On the power of her circle and the women around her: 

"My mother has always been my Queen and still is. She has always been so strong and is filled with humanity. She worked 18 hours a day with calloused hands and swollen feet. No matter how tired she was, she was always professional, loving, and nurturing. I try to handle my work and run my company in the same way."
"My closest friends are brilliant women who run companies, are entrepreneurs, mothers, wives, and close family. Kelly [Rowland] and Michelle [Williams] are still my best friends. I gravitate toward strong, grounded women like my incredible sister, Solange. She is full of wisdom, and she is the dopest person I know."

Beyonce on learning to take care of self and breaking habits of neglect: 

"I think like many women, I have felt the pressure of being the backbone of my family and my company and didn't realize how much that takes a toll on my mental and physical well-being. I have not always made myself a priority. I've personally struggled with insomnia from touring for more than half of my life. Years of wear and tear on my muscles from dancing in heels. The stress on my hair and skin, from sprays and dyes to the heat of a curling iron and wearing heavy makeup while sweating on stage. I've picked up many secrets and techniques over the years to look my best for every show. But I know that to give the best of me, I have to take care of myself and listen to my body.
"In the past, I spent too much time on diets, with the misconception that self-care meant exercising and being overly conscious of my body. My health, the way I feel when I wake up in the morning, my peace of mind, the number of times I smile, what I'm feeding my mind and my body—those are the things that I've been focusing on. Mental health is self-care too. I'm learning to break the cycle of poor health and neglect, focusing my energy on my body and taking note of the subtle signs that it gives me. Your body tells you everything you need to know, but I've had to learn to listen. It's a process to change habits and look past the bag of chips and the chaos everywhere!"
"During quarantine, I went from overindulgences to creating positive rituals drawing from past generations and putting my own spin on things. I discovered CBD on my last tour, and I've experienced its benefits for soreness and inflammation. It helped with my restless nights and the agitation that comes from not being able to fall asleep. I found healing properties in honey that benefit me and my children. And now I'm building a hemp and a honey farm. I've even got hives on my roof! And I'm so happy that my daughters will have the example of those rituals from me. One of my most satisfying moments as a mom is when I found Blue one day soaking in the bath with her eyes closed, using blends I created and taking time for herself to decompress and be at peace."

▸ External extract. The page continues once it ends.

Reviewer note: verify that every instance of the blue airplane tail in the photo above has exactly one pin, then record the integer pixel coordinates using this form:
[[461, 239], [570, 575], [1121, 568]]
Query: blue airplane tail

On her theme for her 40s being enjoying life:

"I've done so much in 40 years that I just want to enjoy my life. It's hard going against the grain, but being a small part of some of the overdue shifts happening in the world feels very rewarding. I want to continue to work to dismantle systemic imbalances. I want to continue to turn these industries upside down. I plan to create businesses outside of music. I have learned that I have to keep on dreaming. One of my favorite quotes is from the inventor Charles Kettering. It goes 'Our imagination is the only limit to what we can hope to have in the future.'
"I want to show that you can have fun and have purpose, be respectful and speak your mind. You can be both elegant and a provocateur. You can be curvy and still be a fashion icon. I wish this freedom for every person. I have paid my dues and followed every rule for decades, so now I can break the rules that need to be broken. My wish for the future is to continue to do everything everyone thinks I can't do."